Während die stampfenden Laute der hydraulischen Bohrhämmer der Sonde in der Kristallhöhle widerhallten, ging Tenebrous um den Schacht herum, bloß um abrupt stehen zu bleiben, als das Bohren unvermittelt abbrach. »Warum hat die Sonde aufgehört? «, fragte er, bevor Plagueis ihm zuvorkommen konnte.
Die Antwort des Droiden kam prompt. »Die Em-Zwo-Einheit informiert mich darüber, dass sie direkt unter dem neu gebohrten Loch auf eine Gasblase gestoßen ist.« Der Droide hielt inne und fügte dann hinzu: »Es tut mir leid zu berichten, meine Herren, dass es sich bei diesem Gas um eine leicht brennbare Lethan- Variante handelt. Die Em-Zwo-Einheit hat errechnet, dass die Wärme, die ihre hydraulischen Bohrhämmer produzieren, eine Explosion von signifikanten Ausmaßen auslösen wird.«
Argwohn schlich sich in Tenebrous' Stimme. »Im ursprünglichen Bericht war keine Rede von Lethan.«
Der Droide schwenkte herum, um ihn anzusehen. »Davon ist mir nichts bekannt, Sir. Allerdings ist die Em-Zwo-Einheit diesbezüglich überaus beharrlich. Darüber hinaus bestätigt meine eigene Programmierung die Tatsache, dass es nicht ungewöhnlich ist, in unmittelbarer Nähe von Cortosis-Erz auf Lethan-Einlagerungen zu stoßen.«
»Befehl der Sonde, um die Lethan-Blase herum zu bohren«, sagte Plagueis.
»Die Em-Zwo-Einheit empfiehlt exakt dieses Vorgehen, Sir. Soll ich sie anweisen fortzufahren?«
Plagueis sah Tenebrous an, der nickte.
»Sag der Sonde, sie soll weitermachen«, erklärte Plagueis. Als das Gehämmer wieder einsetzte, richtete er den Blick auf den Bildschirm, um den Fortschritt der Sonde im Auge zu behalten. »Sag der Sonde, sie soll stoppen«, verkündete er, kaum dass ein paar Sekunden verstrichen waren.
»Was ist los?«, fragte Tenebrous vorpreschend.

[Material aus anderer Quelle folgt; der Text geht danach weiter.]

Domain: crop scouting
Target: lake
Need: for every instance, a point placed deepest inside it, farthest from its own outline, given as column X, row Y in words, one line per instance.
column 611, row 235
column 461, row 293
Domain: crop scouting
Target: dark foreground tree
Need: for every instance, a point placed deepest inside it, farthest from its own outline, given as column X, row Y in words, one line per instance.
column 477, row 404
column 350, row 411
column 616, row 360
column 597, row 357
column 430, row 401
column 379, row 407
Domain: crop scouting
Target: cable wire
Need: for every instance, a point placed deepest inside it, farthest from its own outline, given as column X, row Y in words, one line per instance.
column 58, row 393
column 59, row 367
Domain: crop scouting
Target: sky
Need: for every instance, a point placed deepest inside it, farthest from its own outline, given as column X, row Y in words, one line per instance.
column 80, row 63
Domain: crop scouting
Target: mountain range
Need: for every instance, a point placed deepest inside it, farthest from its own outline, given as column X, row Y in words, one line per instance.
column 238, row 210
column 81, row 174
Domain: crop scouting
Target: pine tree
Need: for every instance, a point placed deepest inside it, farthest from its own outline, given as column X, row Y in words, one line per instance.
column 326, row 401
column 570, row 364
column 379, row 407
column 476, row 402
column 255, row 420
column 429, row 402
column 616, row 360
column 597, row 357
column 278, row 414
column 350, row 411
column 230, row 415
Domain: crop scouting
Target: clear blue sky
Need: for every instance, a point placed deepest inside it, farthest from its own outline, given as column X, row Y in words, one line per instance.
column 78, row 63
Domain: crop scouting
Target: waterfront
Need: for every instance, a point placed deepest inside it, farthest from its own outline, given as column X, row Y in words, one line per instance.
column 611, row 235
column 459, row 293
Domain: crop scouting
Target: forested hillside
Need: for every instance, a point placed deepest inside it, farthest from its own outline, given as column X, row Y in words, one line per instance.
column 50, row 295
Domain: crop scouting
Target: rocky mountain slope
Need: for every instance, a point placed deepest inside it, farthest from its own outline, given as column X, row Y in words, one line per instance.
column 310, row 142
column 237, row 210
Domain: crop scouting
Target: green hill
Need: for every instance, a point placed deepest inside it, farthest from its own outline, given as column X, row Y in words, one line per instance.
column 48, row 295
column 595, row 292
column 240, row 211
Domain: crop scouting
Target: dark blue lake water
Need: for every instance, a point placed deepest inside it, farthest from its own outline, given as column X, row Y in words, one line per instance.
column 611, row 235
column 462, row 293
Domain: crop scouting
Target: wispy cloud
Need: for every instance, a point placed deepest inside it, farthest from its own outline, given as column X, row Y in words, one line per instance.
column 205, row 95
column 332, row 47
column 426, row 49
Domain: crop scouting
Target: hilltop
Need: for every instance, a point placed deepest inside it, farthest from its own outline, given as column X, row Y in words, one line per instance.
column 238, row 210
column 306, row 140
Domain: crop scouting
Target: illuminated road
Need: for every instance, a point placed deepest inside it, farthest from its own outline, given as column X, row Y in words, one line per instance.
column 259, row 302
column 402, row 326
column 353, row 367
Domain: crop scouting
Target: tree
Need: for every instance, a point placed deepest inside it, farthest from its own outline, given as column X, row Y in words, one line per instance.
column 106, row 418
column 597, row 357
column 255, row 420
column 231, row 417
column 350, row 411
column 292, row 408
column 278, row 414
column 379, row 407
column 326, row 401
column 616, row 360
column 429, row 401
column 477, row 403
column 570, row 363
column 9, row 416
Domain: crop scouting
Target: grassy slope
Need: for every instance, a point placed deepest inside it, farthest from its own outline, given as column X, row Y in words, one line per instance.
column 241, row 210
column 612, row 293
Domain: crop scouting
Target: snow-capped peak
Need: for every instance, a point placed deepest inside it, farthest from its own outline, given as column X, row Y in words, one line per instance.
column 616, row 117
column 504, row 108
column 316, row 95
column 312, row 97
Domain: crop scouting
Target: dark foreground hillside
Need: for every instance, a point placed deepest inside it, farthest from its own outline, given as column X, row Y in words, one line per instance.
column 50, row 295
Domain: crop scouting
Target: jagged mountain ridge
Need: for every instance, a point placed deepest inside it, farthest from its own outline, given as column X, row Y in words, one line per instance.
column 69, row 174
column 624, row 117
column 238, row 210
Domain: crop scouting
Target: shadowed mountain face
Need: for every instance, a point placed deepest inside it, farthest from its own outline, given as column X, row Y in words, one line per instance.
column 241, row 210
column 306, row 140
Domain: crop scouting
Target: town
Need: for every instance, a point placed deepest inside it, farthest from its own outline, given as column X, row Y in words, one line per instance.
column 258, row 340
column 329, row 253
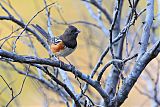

Plagueis deutete auf den Schirm. »Die Karte weist in dem Bereich, in dem die Sonde gräbt, auf eine noch massivere Lethan- Konzentration hin.«
»Das ist korrekt, Sir«, sagte der Droide mit etwas, das Bestürzung gleichkam. »Ich werde die Einheit anweisen, sämtliche Aktivitäten einzustellen.«
Dennoch ging das Hämmern weiter.
»Droide«, schnappte Plagueis. »Hat die Sonde deinen Befehl bestätigt?«
»Nein, Sir. Der Em-Zwo reagiert nicht.«
Tenebrous versteifte sich und schaffte es gerade noch zu vermeiden, sich den Kopf an einem der massigen Kristalle in der Höhle anzuschlagen. »Ist die Sonde noch in Reichweite?«
»Ja, Sir.«
»Dann führ eine Kommunikationsdiagnose durch.«
»Das habe ich, Sir, und alle Systeme arbeiten normal. Die Unfähigkeit der Einheit zu reagieren ...« Der Droide verstummte kurz und begann dann von Neuem. »Die Weigerung der Einheit zu reagieren scheint vorsätzlich zu sein.«
»Deaktivier sie«, forderte Tenebrous. »Unverzüglich!«
Das Hämmern wurde langsamer und verstummte schließlich, jedoch nicht für lange.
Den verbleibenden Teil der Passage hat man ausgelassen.